Substitutes for plastic bags such as paper or re-useable bags have a far greater carbon footprint. As just one of many examples it takes seven trucks to ship the same number of papers bags that one truck can carry in plastic bags.
Some studies are also now linking bans on grocery store bags with increased incidence of foodborne illnesses. And EcoTalibans, as humorously depicted in this clip from the TV series Portlandia are well, just not consumer-viable.
That’s why it is crucial that the self-assembled group in Durham not over-focus on just plastic bags and polystyrene but keep their eye strategically on the overall objective of increasing both the content and volume of curbside pick up.
There are a lot of isolated success stories, some very nearby Durham but picking a few of these to replicate without a comprehensive, scaleable strategy will result only in exhaustive “activity traps” and fail to address the overarching objective.
Which brings us to the stickiest consumer behavior of all, littering.

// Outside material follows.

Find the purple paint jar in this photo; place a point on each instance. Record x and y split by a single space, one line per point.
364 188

Overall far too many communities, including Durham, dabble at well-meaning tactics for curbing litter but with no comprehensive, sustainable or measurable strategy.
Part of the solution to litter is education that not only begins at school but in schools. Given to site-based management, it is not enough for school districts to supply recycling bins and arrange pick up. Teachers and principals in each school must be educated to distribute the containers far beyond just the cafeteria.
Teaching that litter is wrong and socially and culturally unacceptable must be followed up by action by those responsible for common spaces such as roadsides, interchanges and around public facilities. We must demonstrate a zero tolerance for littering, not just preach about it.
Toleration of litter begets more litter and creates a self-perpetuating litter feed-back loop that overwhelms episodic clean-up efforts.
Finally, like most crimes against society, curbing littlering will require forensics and follow up even with just a warning-letter. The 4% of the public generating the majority of litter and foisting its effects and the cost for clean up on the other 96% must be held accountable.
Right now they think they are invisible if they think at all and immune from scrutiny or reputational risk.
Some human behaviors only change when more light illuminates perpetrators.
North Carolina got the attention of more than 10,000 litters last year through “warning letters” sent to registered vehicle owners after litter was reported through the Swat-A-Litterbug program. Another 3,163 drivers received enforcement citations for littering including 1,663 who were convicted.
We’ll need to increase that number times 18 times to reach every potential litterer among the 6 million resident drivers in North Carolina before we reach the full 4%.
But then, of course, we’ll also need to shed more light on litter-prone tourism parties drivers in 480,000 (or 4%) of the vehicles crisscrossing the state on overnight visits each year.
Through “warning letters” and citations, the North Carolina Department of Transportation may have the names and addresses of enough litters by now to be able to conduct a follow-up forensic public opinion poll to learn more about the residents and visitors most likely to litter.
Interestingly, of the nearly 3,600 tons of roadside litter collected along state roads in 2012 alone, as well as thousands of tons pulled from watersheds and parks, a substantial amount was still recyclable.
The 4% who litter, or the similar percentage who claim they “never” recycle or any who backlash purely for ideological reasons are far too expensive to ignore.